If websites implement this, it will effectively make building a web search engine impossible for new entrants. The current players can whitelist/attest their own clients while categorizing every other scraping clients as bots.
If not for other reasons, I can't see how Google a search company can be allowed to push something that can kill competition using its market dominance in other areas like browsers.
Because antitrust has been dead for a while. Chrome is a tool to drive people to Google and Google ads and nothing more.

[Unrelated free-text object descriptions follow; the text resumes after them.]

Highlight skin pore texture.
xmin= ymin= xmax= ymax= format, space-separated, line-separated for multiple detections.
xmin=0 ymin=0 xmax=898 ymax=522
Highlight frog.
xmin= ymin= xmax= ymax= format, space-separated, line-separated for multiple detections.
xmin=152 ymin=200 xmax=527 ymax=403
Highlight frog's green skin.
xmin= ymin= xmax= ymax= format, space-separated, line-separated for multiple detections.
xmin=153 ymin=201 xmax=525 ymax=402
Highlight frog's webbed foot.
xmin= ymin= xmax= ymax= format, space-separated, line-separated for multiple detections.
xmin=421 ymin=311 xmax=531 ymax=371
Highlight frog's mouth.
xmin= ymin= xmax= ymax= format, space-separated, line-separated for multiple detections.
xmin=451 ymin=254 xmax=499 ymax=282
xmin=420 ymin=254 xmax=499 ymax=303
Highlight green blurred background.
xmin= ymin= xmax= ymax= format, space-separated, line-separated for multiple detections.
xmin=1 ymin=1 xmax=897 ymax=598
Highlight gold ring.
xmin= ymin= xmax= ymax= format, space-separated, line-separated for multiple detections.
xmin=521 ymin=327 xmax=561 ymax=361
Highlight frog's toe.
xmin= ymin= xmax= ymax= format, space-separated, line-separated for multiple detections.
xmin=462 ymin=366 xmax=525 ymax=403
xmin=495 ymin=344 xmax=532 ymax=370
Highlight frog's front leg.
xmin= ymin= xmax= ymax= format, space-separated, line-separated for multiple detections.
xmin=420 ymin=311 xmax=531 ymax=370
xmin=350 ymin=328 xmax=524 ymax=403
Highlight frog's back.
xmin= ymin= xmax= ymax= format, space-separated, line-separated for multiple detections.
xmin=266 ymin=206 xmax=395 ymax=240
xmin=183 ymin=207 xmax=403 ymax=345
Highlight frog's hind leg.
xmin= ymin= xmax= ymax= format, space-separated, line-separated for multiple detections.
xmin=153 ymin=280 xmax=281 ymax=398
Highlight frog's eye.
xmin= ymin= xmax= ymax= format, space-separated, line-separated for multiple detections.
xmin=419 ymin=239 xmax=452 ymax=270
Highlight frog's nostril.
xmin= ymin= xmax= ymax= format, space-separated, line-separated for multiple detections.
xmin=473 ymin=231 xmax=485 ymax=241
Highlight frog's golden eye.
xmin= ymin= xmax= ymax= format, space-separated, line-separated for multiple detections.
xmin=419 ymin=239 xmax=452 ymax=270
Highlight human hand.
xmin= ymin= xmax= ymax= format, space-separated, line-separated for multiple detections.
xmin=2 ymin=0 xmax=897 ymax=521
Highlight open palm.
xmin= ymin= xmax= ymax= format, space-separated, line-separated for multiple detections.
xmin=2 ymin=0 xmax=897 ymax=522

I will say, I did appreciate Microsoft having a browser engine with IE and Edge, even if the former was notoriously a pain, it gave competition in the space. Unfortunately, that's not the case anymore and everything is either Chrome (Blink), Firefox (Gecko), or Safari (WebKit). And it's pretty clear what Chrome has done once that have amassed a dominant market share.
I'm sure there are Googlers who think they're legitimately making the web a safer place, but I think the real reason is pretty clear if you take a birds eye view.
My mother's new Windows 11 laptop's out-of-the-box configuration had me clicking through half a dozen things attempting to manipulate me or her into spending more money. There are (I can only assume paid-placement) news and adfotainment in the start menu! Repeat pop-up reminders from Lenovo to subscribe to their protection package. Emotionally-manipulative reminders to subscribe to virus protection services. To Microsoft Office. Etc. etc.
It's been the same thing in the mobile market, where the move to "apps" means you are running their software on your device all the time, so they can optimally surveil you, and target the advertisements and behaviourally-modifying nudges. Quite a few messaging services now actively mess with delivery of notifications, spacing them out, delaying them, according to research that shows what maximizes engagement.
I saw the trend 20 years ago and switched to free software around that time -- I liked Linux anyway, but it was partly on principle. Still, the new laptop was eye-opening. The degree of intrusion, the degree to which even desktop computers have turned into user-hostile advertising terminals serving the purposes of their manufacturer, rather than a computer for the user to accomplish their work, is quite shocking.
Everything networked is becoming like that - twisting the user's hardware, turning it into nothing more than a terminal, an extension of the corporation, serving their interests at all times. Even smart TVs now have ads built-in to their menus and such.